For further information, please contact:


Renalytix plc

www.renalytix.com

James McCullough, CEO

Via Walbrook PR

 

 

Stifel (Nominated Adviser, Joint Broker)

Tel: 020 7710 7600

Alex Price / Nicholas Moore / Nick Harland / Samira Essebiyea

 

 

 

Investec Bank plc (Joint Broker)

Tel: 020 7597 4000

Gary Clarence / Shalin Bhamra

 

 

 

Walbrook PR Limited
Paul McManus / Alice Woodings

Tel: 020 7933 8780 or renalytix@walbrookpr.com
Mob: 07980 541 893 / 07407 804 654

 

 

CapComm Partners

 

Peter DeNardo

Tel: 415-389-6400 or investors@renalytix.com

 

 

 

About Renalytix

Renalytix (NASDAQ: RNLX) (LSE: RENX) is an artificial intelligence enabled in-vitro diagnostics and laboratory services company that is the global founder and leader in the field of bioprognosis™ for kidney health. In late 2023, our kidneyintelX.dkd test was recognized as the first and only FDA-authorized prognostic test to enable early-stage CKD (stages 1-3b) risk assessment for progressive decline in kidney function in T2D patients. By understanding how disease will progress, patients and clinicians can take action earlier to improve outcomes and reduce overall health system costs. For more information, visit www.renalytix.com.

 

Forward-Looking Statements

Certain statements contained in this Current Report on Form 8-K are not historical facts and are "forward-looking statements" within the meaning of the Private Securities Litigation Reform Act of 1995, as amended.

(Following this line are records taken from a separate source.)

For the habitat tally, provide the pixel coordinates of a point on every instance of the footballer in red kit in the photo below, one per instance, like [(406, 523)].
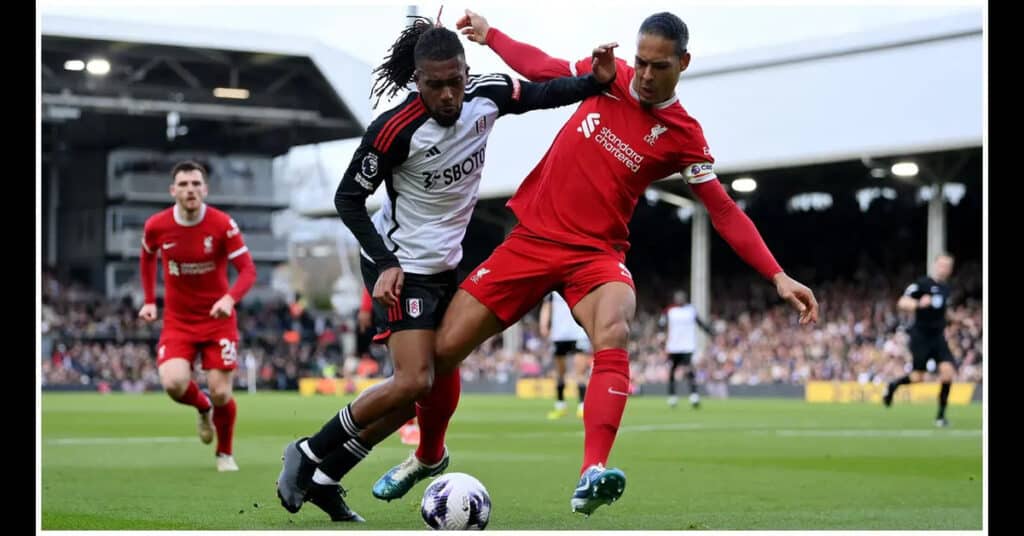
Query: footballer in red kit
[(196, 242), (573, 209)]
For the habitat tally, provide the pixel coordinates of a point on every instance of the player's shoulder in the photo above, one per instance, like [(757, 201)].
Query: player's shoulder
[(491, 85), (397, 122), (217, 215), (161, 218), (409, 106)]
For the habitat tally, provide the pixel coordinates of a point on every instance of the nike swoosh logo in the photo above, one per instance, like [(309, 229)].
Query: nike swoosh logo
[(585, 485)]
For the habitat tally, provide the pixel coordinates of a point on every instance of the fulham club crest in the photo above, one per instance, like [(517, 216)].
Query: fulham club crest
[(414, 306)]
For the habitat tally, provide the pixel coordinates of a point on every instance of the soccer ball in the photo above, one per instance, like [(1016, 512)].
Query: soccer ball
[(456, 502)]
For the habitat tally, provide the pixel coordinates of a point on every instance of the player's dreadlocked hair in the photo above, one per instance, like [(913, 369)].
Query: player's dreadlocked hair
[(421, 40), (670, 27)]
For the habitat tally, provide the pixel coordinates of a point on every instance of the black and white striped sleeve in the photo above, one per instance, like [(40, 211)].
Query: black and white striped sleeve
[(518, 96)]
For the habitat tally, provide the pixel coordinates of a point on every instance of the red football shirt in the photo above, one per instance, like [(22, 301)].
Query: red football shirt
[(586, 188), (195, 260)]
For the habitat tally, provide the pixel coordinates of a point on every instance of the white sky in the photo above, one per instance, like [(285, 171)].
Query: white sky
[(566, 30)]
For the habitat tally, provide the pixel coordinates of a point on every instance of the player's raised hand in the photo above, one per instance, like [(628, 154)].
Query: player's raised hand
[(147, 313), (223, 307), (387, 290), (799, 296), (604, 63), (473, 27)]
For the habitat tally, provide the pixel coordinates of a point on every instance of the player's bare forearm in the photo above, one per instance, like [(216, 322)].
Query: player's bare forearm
[(736, 229), (526, 59), (907, 303), (147, 273), (557, 92), (247, 277)]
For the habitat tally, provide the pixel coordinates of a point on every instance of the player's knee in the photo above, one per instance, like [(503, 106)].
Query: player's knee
[(175, 387), (413, 385), (612, 335), (220, 395), (446, 357)]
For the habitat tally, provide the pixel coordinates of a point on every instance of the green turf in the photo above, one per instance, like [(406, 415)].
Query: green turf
[(123, 461)]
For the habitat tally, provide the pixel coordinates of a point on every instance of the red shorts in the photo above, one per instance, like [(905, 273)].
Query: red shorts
[(218, 353), (524, 269)]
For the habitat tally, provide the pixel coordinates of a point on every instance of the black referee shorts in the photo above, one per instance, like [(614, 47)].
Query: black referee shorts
[(930, 345)]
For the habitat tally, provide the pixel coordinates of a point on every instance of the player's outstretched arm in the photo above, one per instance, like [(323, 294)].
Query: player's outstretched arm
[(243, 262), (520, 97), (147, 272), (526, 59), (367, 170), (736, 229)]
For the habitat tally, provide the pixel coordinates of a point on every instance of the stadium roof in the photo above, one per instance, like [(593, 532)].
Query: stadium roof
[(159, 92)]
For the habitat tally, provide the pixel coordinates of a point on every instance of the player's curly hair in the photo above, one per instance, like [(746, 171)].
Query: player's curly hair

This information includes, without limitation, statements concerning the Company's intention or ability to regain compliance with the applicable Nasdaq listing requirements, the Company's intention to appeal the Nasdaq staff's determination, the Company's expectation that a request for a Panel hearing will stay the suspension of the Company's securities pending the Panel's decision, the timing and nature of any hearing before the Panel, the outcome of the Panel's review of any Company appeal of the Nasdaq staff's determination, and any courses of action to regain compliance with the applicable Nasdaq listing requirements. Words such as "anticipates," "believes," "estimates," "expects," "intends," "plans," "seeks," and similar expressions are intended to identify forward-looking statements. The Company may not actually achieve the plans and objectives disclosed in the forward-looking statements, and you should not place undue reliance on the Company's forward-looking statements. Any forward-looking statements are based on management's current views and assumptions and involve risks and uncertainties that could cause actual results, performance or events to differ materially from those expressed or implied in such statements. These and other risks are described more fully in the Company's filings with the Securities and Exchange Commission (SEC), including the "Risk Factors" section of its annual report on Form 10-K filed with the SEC on September 28, 2023, and any risks that may be contained in any subsequent filings that the Company makes with the SEC. The Company undertakes no obligation to publicly update any forward-looking statement, whether as a result of new information, future events, or otherwise, except as required by law.